The realtors showing the flats and the other house-hunting couples glared at him a lot, as he stalked around sniffing his disapproval of places. Some were too new and some were too old, some were too big and some were too small, none were just right. Rose felt like she was house-hunting with Goldilocks.
“We have a house,” she pointed out to him finally. “We have a perfectly nice house. We don’t need another one.”
“But I thought it would be an exciting adventure,” he pouted. “I was really looking forward to putting up wallpaper.”
“You could put up wallpaper on some walls here,” Rose suggested.
“I can’t, it would smother the TARDIS,” he said, morosely.

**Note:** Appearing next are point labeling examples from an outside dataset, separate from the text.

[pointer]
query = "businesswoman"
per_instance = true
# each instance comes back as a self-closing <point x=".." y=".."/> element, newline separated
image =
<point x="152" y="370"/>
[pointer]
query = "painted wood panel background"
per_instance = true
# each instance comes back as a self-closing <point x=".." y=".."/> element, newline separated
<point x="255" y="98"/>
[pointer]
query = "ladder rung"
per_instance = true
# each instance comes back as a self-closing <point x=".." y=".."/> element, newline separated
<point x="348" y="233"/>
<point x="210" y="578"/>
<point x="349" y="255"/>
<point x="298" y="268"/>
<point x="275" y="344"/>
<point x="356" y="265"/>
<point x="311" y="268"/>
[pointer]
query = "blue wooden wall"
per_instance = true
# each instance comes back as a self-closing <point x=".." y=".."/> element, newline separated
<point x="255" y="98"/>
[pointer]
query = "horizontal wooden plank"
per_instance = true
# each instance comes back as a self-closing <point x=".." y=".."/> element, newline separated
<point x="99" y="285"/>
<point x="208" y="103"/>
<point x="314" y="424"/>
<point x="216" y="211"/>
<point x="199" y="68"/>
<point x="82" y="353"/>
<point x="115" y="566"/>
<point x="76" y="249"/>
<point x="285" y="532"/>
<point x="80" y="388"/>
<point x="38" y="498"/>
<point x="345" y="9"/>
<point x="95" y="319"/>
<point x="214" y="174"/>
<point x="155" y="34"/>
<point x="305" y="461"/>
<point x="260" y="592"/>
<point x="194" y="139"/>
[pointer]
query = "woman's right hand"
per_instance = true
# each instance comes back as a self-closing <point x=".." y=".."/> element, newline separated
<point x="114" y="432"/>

Rose knew her Doctor. He had gotten himself excited about this house idea. She didn’t know why, but she recognized that he wasn’t going to be satisfied until they found a house.
***
The house they eventually found was not one Rose would have expected. It was a proper large house, set on a large parcel of land surrounded by a forbidding iron fence. “Danger. Keep Out. Unsafe Structure” read the signs on the fence, but the house was for sale, and the Doctor walked confidently past them, through the overgrown garden, to the house itself. Large, yes, but completely rundown. But the Doctor saw only that the trim was TARDIS blue.

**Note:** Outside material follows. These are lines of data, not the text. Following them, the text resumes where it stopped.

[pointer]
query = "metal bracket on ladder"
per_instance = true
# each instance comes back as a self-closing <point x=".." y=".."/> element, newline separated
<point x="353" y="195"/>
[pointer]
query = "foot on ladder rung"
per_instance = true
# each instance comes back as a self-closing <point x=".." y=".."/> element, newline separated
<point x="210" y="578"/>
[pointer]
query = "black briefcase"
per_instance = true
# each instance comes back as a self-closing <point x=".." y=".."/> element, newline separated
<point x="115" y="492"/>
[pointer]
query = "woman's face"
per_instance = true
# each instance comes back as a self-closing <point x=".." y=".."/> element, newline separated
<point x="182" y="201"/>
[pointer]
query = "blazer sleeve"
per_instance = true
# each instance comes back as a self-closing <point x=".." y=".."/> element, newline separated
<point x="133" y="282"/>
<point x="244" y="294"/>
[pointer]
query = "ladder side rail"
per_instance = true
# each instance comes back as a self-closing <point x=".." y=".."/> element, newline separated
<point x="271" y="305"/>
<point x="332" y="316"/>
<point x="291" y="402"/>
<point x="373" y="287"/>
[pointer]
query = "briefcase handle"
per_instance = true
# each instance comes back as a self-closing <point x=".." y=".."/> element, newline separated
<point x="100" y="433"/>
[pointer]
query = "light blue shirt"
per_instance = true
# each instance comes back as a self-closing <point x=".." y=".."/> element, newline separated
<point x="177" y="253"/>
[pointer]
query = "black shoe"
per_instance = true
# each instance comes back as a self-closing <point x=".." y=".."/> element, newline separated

They wandered through good-sized, empty rooms, littered with detritus, abandoned dusty chandeliers and streaked mirrors, moldy walls and broken windows.
“What’s unsafe about the structure?” Rose asked the realtor, who looked as if she had been hoping that they wouldn’t ask.
She opened her mouth to reply.
“The wallpaper is peeling!” exclaimed the Doctor, gleefully, and then, before anyone could say anything else, “We’ll take it.”
***
The house was called Wester Drumlins. The Doctor loved the name. He rolled it around in his mouth like it was a fine wine. “Wester Drumlins,” he would say, bouncing back and forth on his feet. “Wes-ter-drummmmm-lins.” He said it this way whilst following the kids through the house, waiting to hear their verdict.
“It’s brilliant,” was the verdict of Harry and Tam, as they chased each other over broken tile floors.
They were all standing in the conservatory, overgrown with ivy, half of its windows missing.
“It has a conservatory,” the Doctor pointed out, proudly.
“It has…yes,” agreed Athena.
“Welllllll, I think it looks like fun,” announced Brem, with his hands deep in the pockets of his coat. He did a slow circle in the middle of the conservatory, looking up at the sky.
“An adventure, right?” said the Doctor.
Rose saw Matt and Sylvain exchange a look. She understood this look. It was the these-crazy-Time-Lords look. Sometimes she exchanged the look with them. It was good to have people to exchange these looks with, after so many years of being the only human(ish) traveler on the TARDIS. Sometimes, she and Matt and Sylvain went out and drank margaritas and shared stories about their crazy Time Lords.
She had a feeling she was going to need a lot of margaritas in her future.